Isamu Sonoda

Personal information
- Born: 4 November 1946 Yanagawa, Fukuoka, Japan
- Died: 16 July 2026 (aged 79)
- Occupation: Judoka

Sport
- Country: Japan
- Sport: Judo
- Weight class: ‍–‍80 kg

Achievements and titles
- Olympic Games: (1976)
- World Champ.: ‹See Tfd› (1969)

Medal record
Men's judo
Representing Japan
Olympic Games
| Gold medal – first place | 1976 Montreal | ‍–‍80 kg |
World Championships
| Gold medal – first place | 1969 Mexico City | ‍–‍80 kg |
| Silver medal – second place | 1973 Lausanne | ‍–‍80 kg |
Summer Universiade
| Gold medal – first place | 1967 Tokyo | ‍–‍80 kg |

Profile at external databases
- IJF: 54392
- JudoInside.com: 5481

= Isamu Sonoda =

Japanese judoka (1946–2026)

Isamu Sonoda (園田 勇, Sonoda Isamu) was a Japanese Olympic champion judoka who competed in the middleweight division (80 kg) at the 1976 Summer Olympics.

==Biography==
Sonoda was born in Yanagawa, Fukuoka, Japan. He attended the Fukuoka Institute of Technology, and won a gold medal at the 1969 World Judo Championships along with his older brother, Yoshio, who won the gold medal in the lightweight division (63 kg). After graduating, he began work at the Maruzen Oil Company (current Cosmo Oil Company), where he continued to practice judo. He joined the Fukuoka prefectural police force in July 1972, at the invitation of the police force's judo instructor. Sonoda had competed in the All-Japan Judo Championships 10 times from age 19, but Shozo Fujii had won the competition for three consecutive years prior to 1976, when the championship served as the qualifier for the 1976 Summer Olympics, and was seen as a lock for Japan's Olympic judo team. However, Sonoda defeated Fujii by a very close decision, gained his first appearance at the Olympics at age 29. He defeated Valeriy Dvoinikov of the Soviet Union by koka from an Osoto Gari in the finals to capture the gold medal.

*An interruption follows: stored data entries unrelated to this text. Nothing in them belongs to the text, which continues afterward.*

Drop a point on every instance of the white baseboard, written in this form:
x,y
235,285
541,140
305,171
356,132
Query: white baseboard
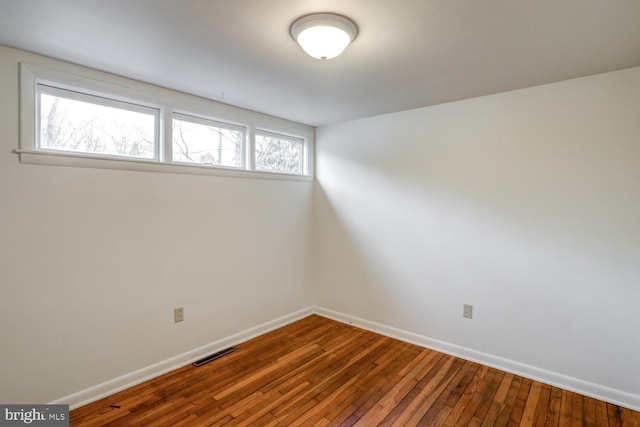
x,y
597,391
123,382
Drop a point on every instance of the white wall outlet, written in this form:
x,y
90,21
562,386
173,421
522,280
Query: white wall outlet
x,y
178,314
467,311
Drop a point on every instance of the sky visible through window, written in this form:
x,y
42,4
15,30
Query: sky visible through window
x,y
207,144
86,127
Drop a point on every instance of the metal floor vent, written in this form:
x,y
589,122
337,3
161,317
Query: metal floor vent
x,y
214,356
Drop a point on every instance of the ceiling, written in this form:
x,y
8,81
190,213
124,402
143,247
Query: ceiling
x,y
408,53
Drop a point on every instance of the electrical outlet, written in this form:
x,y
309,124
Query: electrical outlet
x,y
467,311
178,314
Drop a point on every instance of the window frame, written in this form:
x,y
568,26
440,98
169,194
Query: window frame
x,y
206,121
168,103
111,102
303,142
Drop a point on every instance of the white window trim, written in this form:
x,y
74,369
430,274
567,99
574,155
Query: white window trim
x,y
277,134
92,82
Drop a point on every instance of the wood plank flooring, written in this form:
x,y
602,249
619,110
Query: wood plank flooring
x,y
317,372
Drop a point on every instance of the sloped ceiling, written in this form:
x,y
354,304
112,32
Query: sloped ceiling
x,y
408,54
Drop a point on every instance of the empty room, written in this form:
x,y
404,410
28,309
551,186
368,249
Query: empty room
x,y
305,212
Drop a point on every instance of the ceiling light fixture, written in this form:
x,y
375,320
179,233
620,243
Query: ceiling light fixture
x,y
324,35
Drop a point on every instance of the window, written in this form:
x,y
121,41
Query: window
x,y
207,142
73,116
81,123
279,153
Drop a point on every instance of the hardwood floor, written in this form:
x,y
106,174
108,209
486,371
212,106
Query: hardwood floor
x,y
318,372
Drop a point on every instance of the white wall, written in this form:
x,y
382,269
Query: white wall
x,y
525,204
93,261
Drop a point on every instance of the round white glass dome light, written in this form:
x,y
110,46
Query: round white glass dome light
x,y
324,35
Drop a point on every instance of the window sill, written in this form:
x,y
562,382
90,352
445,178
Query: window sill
x,y
84,161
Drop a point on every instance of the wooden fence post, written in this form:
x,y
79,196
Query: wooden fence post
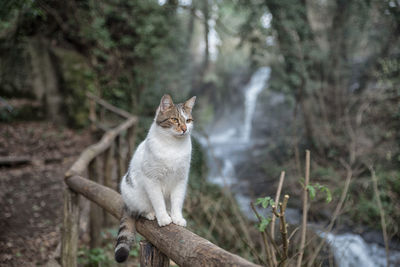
x,y
130,136
96,213
108,172
70,232
92,115
119,158
150,256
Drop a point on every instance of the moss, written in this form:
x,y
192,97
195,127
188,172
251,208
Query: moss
x,y
367,211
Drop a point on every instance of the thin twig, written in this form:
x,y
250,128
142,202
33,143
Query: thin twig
x,y
305,209
335,213
277,196
264,235
282,218
381,212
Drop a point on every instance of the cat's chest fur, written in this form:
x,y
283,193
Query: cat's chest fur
x,y
166,159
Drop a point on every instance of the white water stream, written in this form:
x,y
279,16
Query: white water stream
x,y
230,146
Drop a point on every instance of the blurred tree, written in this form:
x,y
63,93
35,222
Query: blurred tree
x,y
132,46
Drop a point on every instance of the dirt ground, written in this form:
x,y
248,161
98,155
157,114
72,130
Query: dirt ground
x,y
31,195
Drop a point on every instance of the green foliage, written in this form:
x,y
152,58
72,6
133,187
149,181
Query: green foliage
x,y
264,223
366,209
265,202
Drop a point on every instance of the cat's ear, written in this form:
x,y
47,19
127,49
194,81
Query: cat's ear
x,y
190,103
166,103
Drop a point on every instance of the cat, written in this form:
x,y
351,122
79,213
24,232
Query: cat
x,y
155,185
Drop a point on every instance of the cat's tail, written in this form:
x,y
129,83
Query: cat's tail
x,y
126,236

He retired after competing in the 1978 Jigoro Kano Cup along with Kazuhiro Ninomiya. He and Ninomiya were rivals and friends for over 30 years, having been born in the same year, entered the same police force, competed in the same World Championships and Olympics, and having retired at the same time. He worked as a judo instructor for the Fukuoka prefectural police, and one of his pupils, Kie Kusakabe, appeared in the 2000 and 2004 Summer Olympics.

Sonoda died on 16 July 2026, at the age of 79.